Artykuły
Beat Generation and religion
The author of the article describes a group of American writers known in the history of literature as the Beat Generation. At its centre we find the literary oeuvres of the three founders of the movement: Allen Ginsberg, Jack Kerouac and William S. Burroughs. They are complemented by works of authors like Gary Snyder.
The first part of the article is a brief description of the beatniks, pointing to the origins of the movement as well as its cultural and historical background, and referring to the first works describing the phenomenon — by John Clellon Holmes and Norman Mailer.
The main part of the article is an analysis of literary references to various religious concepts: Judaism, Catholicism, Buddhism, Hinduism as well as scientology, Indian beliefs or pantheism. The author’s interpretation is based on the most important works of the Beat literature: Kerouac’s On the Road, Ginsberg’s Howl and Kaddish and Burroughs’ Naked Lunch.

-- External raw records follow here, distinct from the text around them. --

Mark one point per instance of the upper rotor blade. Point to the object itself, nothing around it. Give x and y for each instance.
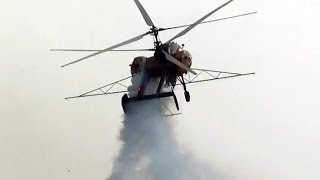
(197, 22)
(95, 50)
(178, 63)
(204, 22)
(144, 13)
(108, 49)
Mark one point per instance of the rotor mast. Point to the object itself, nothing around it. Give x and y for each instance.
(154, 31)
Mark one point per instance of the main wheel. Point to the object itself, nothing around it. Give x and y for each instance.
(187, 96)
(124, 102)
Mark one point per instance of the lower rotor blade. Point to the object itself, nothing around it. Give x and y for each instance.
(197, 22)
(108, 49)
(178, 63)
(95, 50)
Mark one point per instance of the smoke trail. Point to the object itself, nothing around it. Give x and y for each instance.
(149, 149)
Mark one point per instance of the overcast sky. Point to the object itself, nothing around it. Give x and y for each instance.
(264, 126)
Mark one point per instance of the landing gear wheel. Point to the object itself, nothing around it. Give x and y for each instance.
(124, 102)
(187, 96)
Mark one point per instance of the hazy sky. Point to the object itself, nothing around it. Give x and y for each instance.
(260, 127)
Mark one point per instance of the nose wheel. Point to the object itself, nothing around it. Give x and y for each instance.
(186, 93)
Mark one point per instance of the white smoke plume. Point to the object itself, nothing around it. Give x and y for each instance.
(149, 150)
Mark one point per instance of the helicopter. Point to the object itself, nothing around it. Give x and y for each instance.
(170, 63)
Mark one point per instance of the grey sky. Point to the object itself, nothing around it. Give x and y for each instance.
(259, 127)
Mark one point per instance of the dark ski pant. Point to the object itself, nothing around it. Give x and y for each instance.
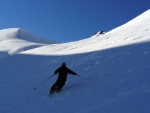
(57, 86)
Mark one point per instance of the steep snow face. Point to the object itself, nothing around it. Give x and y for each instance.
(15, 40)
(135, 31)
(119, 77)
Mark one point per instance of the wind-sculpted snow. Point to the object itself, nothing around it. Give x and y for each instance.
(15, 40)
(116, 64)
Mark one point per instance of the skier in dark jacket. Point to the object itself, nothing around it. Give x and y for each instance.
(62, 77)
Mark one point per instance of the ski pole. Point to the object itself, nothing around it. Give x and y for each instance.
(43, 82)
(82, 77)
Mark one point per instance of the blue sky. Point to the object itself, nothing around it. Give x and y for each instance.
(68, 20)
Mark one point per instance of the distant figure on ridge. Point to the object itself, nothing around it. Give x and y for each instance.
(62, 77)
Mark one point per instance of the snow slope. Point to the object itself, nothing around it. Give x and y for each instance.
(116, 64)
(15, 40)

The article is complemented by a reflection on the role of drugs, especially LSD, which, according to the Beat writers, had the power to trigger mystical states, and could deepen the subject’s perception.
The author tries to point out the importance of religion and questions of the sacred to the Beat writers, demonstrating that the sacred is at the centre of the writers’ worldview, and to highlight the diversity of references and unique combination of contradictory concepts testifying to a constant spiritual quest expressed by means of literature.